Sometimes design simplicity is the best path forward. A simple plastic joining technique, Mattel Pins, which was created by a toy company to reduce cost, has become a fairly common but overlooked method of closure designed into small handheld or body-worn devices.
DFX CASE STUDY: A WEARABLE MEDICAL DEVICE
A recent project taken on by Minnetronix involved a wearable continuous glucose monitor utilizing state-of-the-art optical technology. The customer had functional prototypes, but the design was unfit for high-volume manufacturing. The design was comprised of 50 individual parts, eight of which were threaded fasteners. There were machined parts, glass lenses, gaskets needing compression, and (most limiting of all) a set of optical windows created by dispensing a clear epoxy very carefully, without any bubbles, that then had to be cured for 16 hours. The assembly was not automation compatible, and building 600,000 devices per year was not feasible.
A cross-functional team of designers was able to reduce the number of parts in the design immensely by using a phase zero approach to quickly generate concept architecture, evaluate, and then iteratively redesign the device until all that was left were seven components for final assembly in a bottom-up stackable design. The design was automation compatible and could successfully reach production volumes of 600,000 devices per year.
The design was simplified greatly by using plastic injection molding and the subtechnologies of in-mold decoration and overmolding to combine parts and features into value added subassemblies. Most notably, the optics block involved the combining of 29 individual components into one through a series of optical molding, overmolding, and insert molding.

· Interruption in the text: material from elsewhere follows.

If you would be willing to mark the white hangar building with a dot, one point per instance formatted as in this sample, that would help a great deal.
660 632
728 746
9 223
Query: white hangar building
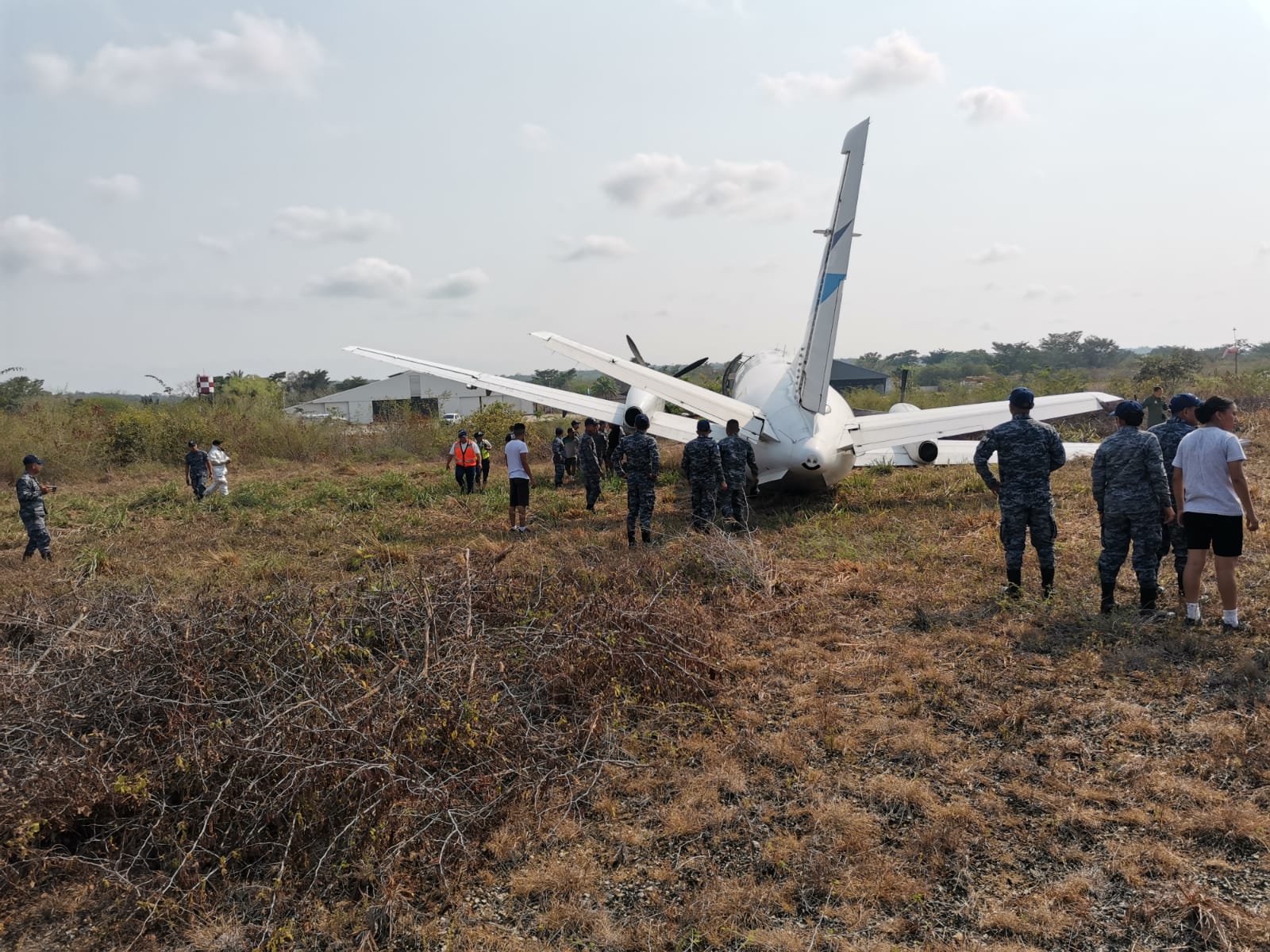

This result was only possible through the willingness of the team to back up a bit on the product development timeline and reenter the phase zero design segment with an open mind, creativity, and the resolve to take DFX to the limit.
CONCLUSION
DFM is a crucial philosophy that represents a set of techniques and, most importantly, a discipline that can help medical device companies get products to market faster by ensuring stable production ramp-ups and achieving the highest possible quality. Design teams can improve outcomes by inculcating a mindset that includes multiple iterations of concept architecture in a rigorous phase zero, considering the entire system by which the device will be manufactured, long before the commercial production phase is reached.
While the tools of DFX stand on their own, its true power is brought to bear when the entire design and development organization embraces the mindset and ruthlessly slashes design complexity — eliminating parts, adhesives, threaded fasteners, and special processes.
By implementing an early design evaluation process that encourages multiple iterations of concept architecture before starting detailed design and testing, companies can identify the most robust processes and design toward them to reduce costs and risks, and ultimately to improve patient outcomes.